Howard County families who have loved ones with Autism (as well as other special needs, Alzheimer’s, mental health challenges, etc.) can breathe a little easier knowing that county 911 operators and first responders are already “in the know” when called to an emergency. The 911 Address Flagging Program gives residents the option to voluntarily “flag” their address in the system. This provides the 911 Call Center with first-hand knowledge that an individual with Autism resides at a given address and that he or she may be nonverbal, oversensitive to sirens, unaware of danger, prone to elope, or exhibit other note-worthy behaviors. This information is then forwarded to first responders prior to their arrival on the scene.
“This is just another common-sense step toward greater protection of and service to individuals in our community with special needs,” says Beth Benevides, former HCAS president. “No one ever wants to be in an emergency situation. But the reality is we sometimes are. Anything we can do to better prepare first responders for what they might encounter is worth our effort. In the end, this seemingly simple address notation has the potential to save lives.”
Police Lt. William Cheuvront, who has worked alongside HCAS overseeing the Rapid Return tracking system (formerly, Project Lifesaver), didn’t need convincing when he was asked to help.
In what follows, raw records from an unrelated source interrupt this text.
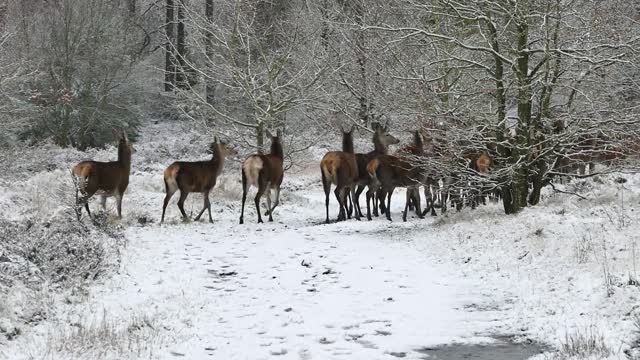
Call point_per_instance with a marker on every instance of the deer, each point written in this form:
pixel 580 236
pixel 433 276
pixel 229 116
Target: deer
pixel 195 176
pixel 104 178
pixel 413 150
pixel 390 171
pixel 266 173
pixel 341 169
pixel 381 141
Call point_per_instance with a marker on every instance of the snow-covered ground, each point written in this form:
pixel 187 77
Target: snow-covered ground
pixel 299 289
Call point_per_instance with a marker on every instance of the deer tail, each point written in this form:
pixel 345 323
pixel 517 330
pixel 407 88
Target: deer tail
pixel 171 178
pixel 372 169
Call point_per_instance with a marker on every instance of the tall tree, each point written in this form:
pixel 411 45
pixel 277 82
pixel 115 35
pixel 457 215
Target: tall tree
pixel 210 87
pixel 170 58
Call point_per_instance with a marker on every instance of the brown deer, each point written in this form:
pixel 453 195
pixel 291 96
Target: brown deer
pixel 195 176
pixel 381 141
pixel 266 173
pixel 389 171
pixel 340 168
pixel 104 178
pixel 412 152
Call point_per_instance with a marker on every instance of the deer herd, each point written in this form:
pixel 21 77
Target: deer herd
pixel 377 171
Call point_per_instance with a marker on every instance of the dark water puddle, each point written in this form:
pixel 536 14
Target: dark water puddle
pixel 501 350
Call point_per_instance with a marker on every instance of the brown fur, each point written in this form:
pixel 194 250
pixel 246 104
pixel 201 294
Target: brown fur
pixel 195 176
pixel 381 141
pixel 104 178
pixel 265 172
pixel 388 172
pixel 341 169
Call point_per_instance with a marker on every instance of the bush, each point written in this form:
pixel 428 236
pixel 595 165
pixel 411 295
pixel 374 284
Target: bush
pixel 80 87
pixel 584 344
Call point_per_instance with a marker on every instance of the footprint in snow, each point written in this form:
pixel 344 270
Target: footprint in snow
pixel 325 341
pixel 278 352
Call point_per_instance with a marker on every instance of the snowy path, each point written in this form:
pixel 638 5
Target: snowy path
pixel 305 291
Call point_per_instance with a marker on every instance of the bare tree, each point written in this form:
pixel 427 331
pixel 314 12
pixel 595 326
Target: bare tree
pixel 526 64
pixel 265 69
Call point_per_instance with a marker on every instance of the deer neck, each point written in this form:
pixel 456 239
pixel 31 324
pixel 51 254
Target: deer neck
pixel 276 150
pixel 347 145
pixel 217 161
pixel 378 146
pixel 124 158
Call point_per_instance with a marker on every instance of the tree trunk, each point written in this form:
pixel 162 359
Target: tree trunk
pixel 361 59
pixel 181 75
pixel 504 151
pixel 260 137
pixel 132 7
pixel 169 64
pixel 210 88
pixel 519 184
pixel 538 182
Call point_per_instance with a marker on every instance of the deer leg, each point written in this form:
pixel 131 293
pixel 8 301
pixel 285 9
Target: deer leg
pixel 380 195
pixel 407 202
pixel 277 202
pixel 359 191
pixel 269 205
pixel 261 190
pixel 327 189
pixel 353 196
pixel 209 207
pixel 183 197
pixel 432 195
pixel 342 214
pixel 388 206
pixel 371 194
pixel 103 202
pixel 85 199
pixel 167 197
pixel 417 202
pixel 86 206
pixel 244 196
pixel 204 207
pixel 119 204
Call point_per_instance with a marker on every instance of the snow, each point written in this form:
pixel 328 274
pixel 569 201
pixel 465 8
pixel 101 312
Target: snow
pixel 300 289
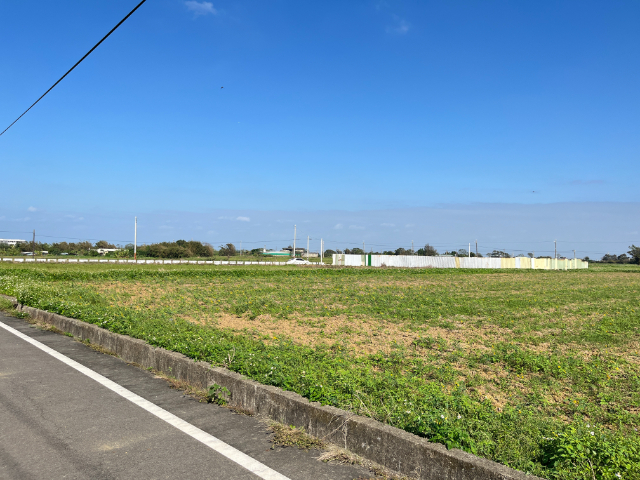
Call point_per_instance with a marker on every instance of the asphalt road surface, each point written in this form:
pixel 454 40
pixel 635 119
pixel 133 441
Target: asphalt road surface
pixel 59 422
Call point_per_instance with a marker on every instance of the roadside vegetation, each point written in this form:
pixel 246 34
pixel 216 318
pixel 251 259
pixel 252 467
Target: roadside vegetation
pixel 538 370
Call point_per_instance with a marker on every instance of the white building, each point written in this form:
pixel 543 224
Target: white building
pixel 104 251
pixel 12 242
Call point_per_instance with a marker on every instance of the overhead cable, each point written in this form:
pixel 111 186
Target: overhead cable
pixel 77 63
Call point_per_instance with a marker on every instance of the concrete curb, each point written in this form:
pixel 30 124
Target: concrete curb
pixel 388 446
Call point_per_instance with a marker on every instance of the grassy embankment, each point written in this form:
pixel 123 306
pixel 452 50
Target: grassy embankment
pixel 537 370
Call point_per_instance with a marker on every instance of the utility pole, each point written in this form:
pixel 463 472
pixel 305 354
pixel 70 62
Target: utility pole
pixel 294 240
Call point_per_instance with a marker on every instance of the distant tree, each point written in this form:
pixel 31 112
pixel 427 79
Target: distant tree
pixel 427 251
pixel 228 250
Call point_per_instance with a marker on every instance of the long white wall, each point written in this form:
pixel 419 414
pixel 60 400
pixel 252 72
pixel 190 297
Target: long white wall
pixel 414 261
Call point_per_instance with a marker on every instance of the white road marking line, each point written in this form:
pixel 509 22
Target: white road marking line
pixel 212 442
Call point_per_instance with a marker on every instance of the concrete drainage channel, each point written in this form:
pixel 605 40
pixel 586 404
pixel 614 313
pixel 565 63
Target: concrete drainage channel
pixel 388 446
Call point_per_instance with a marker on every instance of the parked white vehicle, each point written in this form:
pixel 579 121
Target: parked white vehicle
pixel 298 261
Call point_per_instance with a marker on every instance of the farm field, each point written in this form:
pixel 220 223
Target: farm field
pixel 538 370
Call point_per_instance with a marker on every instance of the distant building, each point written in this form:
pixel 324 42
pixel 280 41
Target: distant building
pixel 104 251
pixel 276 254
pixel 12 242
pixel 299 251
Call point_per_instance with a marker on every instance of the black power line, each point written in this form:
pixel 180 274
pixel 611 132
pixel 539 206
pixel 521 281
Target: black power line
pixel 77 63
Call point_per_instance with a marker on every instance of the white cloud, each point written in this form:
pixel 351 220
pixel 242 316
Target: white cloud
pixel 400 27
pixel 201 8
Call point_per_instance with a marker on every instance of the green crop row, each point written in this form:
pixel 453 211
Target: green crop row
pixel 430 386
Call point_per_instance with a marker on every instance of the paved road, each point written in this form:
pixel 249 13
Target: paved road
pixel 56 422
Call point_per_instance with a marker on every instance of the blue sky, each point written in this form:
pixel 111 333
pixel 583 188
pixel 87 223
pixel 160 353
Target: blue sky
pixel 332 113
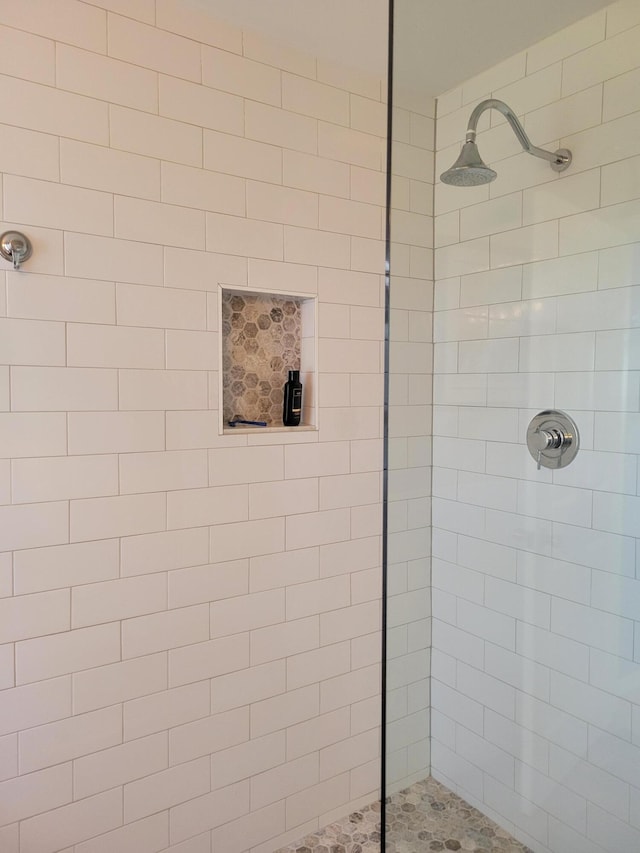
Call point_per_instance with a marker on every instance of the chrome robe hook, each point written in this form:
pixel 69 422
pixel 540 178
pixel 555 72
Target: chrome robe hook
pixel 15 247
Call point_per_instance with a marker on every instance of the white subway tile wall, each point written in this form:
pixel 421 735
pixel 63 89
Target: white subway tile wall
pixel 189 623
pixel 536 582
pixel 410 391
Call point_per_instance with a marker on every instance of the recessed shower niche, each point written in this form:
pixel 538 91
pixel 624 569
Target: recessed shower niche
pixel 263 336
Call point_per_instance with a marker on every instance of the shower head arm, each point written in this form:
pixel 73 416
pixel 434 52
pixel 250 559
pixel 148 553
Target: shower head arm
pixel 559 159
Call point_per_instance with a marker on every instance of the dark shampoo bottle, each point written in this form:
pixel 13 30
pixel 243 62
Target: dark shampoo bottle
pixel 292 408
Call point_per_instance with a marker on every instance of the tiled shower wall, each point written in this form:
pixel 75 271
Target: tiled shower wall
pixel 410 391
pixel 189 623
pixel 536 700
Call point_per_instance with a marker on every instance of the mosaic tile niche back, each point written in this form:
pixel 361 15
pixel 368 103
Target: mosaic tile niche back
pixel 261 342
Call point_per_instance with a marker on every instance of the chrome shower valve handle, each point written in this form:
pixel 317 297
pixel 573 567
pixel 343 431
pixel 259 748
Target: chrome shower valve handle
pixel 543 439
pixel 553 439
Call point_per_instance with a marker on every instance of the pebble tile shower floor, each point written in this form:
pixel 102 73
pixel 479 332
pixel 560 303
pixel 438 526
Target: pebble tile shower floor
pixel 425 817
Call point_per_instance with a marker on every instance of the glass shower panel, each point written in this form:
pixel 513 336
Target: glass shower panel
pixel 513 605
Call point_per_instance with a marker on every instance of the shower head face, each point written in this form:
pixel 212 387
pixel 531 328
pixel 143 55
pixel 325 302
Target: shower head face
pixel 469 170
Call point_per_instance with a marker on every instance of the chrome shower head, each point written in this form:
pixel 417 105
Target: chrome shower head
pixel 469 170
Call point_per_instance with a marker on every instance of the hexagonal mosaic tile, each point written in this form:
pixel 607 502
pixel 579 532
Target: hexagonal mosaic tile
pixel 425 817
pixel 261 341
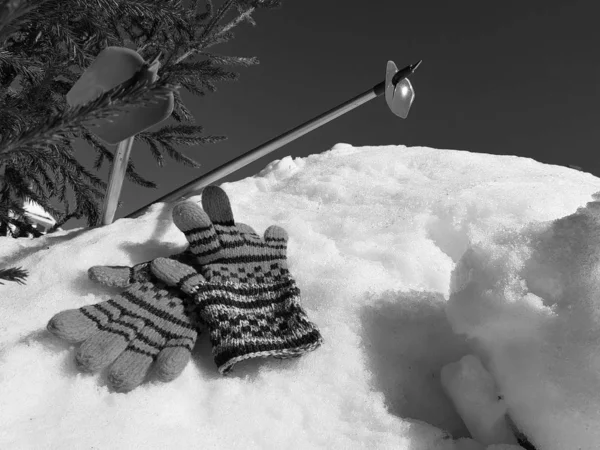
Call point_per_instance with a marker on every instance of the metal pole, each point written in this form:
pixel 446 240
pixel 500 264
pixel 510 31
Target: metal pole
pixel 264 149
pixel 117 174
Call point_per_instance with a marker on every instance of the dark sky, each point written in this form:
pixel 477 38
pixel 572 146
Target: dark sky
pixel 512 77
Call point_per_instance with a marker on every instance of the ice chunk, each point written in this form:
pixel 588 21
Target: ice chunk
pixel 473 391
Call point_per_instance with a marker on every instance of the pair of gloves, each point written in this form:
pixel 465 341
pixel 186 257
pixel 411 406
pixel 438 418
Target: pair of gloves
pixel 229 280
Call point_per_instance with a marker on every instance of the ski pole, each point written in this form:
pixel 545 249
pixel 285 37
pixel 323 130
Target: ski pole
pixel 399 97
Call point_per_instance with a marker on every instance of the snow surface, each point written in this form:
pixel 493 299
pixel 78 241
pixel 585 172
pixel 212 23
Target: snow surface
pixel 408 259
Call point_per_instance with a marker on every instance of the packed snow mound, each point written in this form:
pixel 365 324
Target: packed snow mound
pixel 408 259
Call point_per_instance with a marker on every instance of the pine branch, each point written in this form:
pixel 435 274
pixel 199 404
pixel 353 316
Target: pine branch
pixel 107 105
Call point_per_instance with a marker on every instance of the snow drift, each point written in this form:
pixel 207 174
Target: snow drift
pixel 408 259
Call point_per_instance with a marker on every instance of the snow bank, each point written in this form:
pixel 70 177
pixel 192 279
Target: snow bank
pixel 408 260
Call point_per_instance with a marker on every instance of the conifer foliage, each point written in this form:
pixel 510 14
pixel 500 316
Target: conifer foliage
pixel 45 45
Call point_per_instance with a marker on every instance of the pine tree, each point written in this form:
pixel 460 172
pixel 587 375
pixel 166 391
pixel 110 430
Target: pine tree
pixel 45 45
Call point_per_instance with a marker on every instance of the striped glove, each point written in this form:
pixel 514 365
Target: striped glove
pixel 244 291
pixel 147 324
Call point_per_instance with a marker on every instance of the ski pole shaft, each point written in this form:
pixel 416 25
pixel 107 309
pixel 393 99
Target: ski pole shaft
pixel 115 183
pixel 265 148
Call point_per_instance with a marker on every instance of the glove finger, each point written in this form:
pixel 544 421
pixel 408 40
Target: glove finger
pixel 104 347
pixel 199 231
pixel 171 361
pixel 77 325
pixel 248 232
pixel 216 204
pixel 131 367
pixel 113 276
pixel 276 237
pixel 177 274
pixel 129 370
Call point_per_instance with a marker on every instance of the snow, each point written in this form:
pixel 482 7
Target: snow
pixel 408 260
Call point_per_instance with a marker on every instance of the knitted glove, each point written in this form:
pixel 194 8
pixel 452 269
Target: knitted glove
pixel 244 291
pixel 147 323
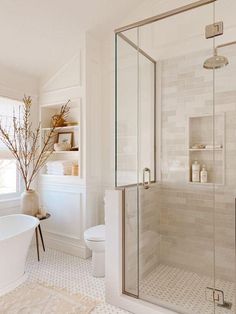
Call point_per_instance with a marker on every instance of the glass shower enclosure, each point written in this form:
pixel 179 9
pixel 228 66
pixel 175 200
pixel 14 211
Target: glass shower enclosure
pixel 175 108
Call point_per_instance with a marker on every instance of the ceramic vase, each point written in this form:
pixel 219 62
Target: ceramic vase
pixel 29 202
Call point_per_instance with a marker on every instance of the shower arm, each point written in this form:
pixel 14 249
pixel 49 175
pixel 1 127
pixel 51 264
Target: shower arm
pixel 224 45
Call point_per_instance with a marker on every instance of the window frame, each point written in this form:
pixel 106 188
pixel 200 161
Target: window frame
pixel 5 154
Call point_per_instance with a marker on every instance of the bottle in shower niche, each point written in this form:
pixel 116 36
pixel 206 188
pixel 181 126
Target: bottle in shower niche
pixel 195 172
pixel 203 174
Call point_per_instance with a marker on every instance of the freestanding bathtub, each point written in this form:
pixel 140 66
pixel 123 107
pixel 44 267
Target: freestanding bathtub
pixel 16 232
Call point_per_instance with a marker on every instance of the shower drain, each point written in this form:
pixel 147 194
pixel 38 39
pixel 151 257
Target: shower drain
pixel 217 296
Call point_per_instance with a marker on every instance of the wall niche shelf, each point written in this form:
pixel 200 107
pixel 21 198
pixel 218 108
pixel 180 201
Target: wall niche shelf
pixel 200 132
pixel 74 116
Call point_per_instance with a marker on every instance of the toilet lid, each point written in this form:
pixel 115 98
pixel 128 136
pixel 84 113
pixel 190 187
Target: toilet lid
pixel 96 233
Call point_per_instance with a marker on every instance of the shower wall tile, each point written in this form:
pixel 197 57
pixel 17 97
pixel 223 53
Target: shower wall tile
pixel 194 222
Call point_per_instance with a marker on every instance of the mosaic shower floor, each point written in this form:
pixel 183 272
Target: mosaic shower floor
pixel 185 290
pixel 69 272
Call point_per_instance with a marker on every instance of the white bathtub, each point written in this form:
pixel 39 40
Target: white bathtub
pixel 16 233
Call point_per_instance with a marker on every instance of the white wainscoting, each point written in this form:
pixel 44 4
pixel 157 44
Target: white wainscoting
pixel 64 229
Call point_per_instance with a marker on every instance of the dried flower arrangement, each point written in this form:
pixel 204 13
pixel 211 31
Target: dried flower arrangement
pixel 24 143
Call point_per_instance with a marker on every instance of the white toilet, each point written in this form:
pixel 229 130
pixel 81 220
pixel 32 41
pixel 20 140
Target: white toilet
pixel 95 240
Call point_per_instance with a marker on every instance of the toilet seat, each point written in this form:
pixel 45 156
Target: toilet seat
pixel 96 234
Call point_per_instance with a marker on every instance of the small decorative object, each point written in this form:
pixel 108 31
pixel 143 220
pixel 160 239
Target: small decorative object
pixel 204 174
pixel 195 172
pixel 69 123
pixel 23 143
pixel 57 121
pixel 61 147
pixel 198 146
pixel 29 202
pixel 65 138
pixel 75 170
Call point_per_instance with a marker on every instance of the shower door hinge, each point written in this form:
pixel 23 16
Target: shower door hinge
pixel 214 30
pixel 217 296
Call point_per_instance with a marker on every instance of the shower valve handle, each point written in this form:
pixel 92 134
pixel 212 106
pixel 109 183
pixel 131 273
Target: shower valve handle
pixel 146 184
He contacted the Howard County Police Department Commander of Communications on behalf of HCAS and together he and the commander outlined what information would be required from families who wish to flag their addresses.
Read more in these articles by Columbia Magazine (2021), The Baltimore Sun about how the program was created in 2012 and expansion of the program to serve others including those with dementia (2017)
Self-advocates, parents, or guardians of individuals with Autism
or other special needs may register online:
The request must include the following information:
- address to be flagged
- name of individual
- date of birth
- key facts for first responders
- an email address or phone number is also required – the Police Department will contact families annually to make sure the in-formation is still current
In the midst of an emergency call, information is dispersed quickly. Keep that in mind when writing your request. The idea is to include one or two helpful notations for first responders – examples: child is nonverbal; most likely to hide in bedroom when scared; avoid loud sirens if possible; unaware of danger, may elope and run into the street if feeling scared or threatened.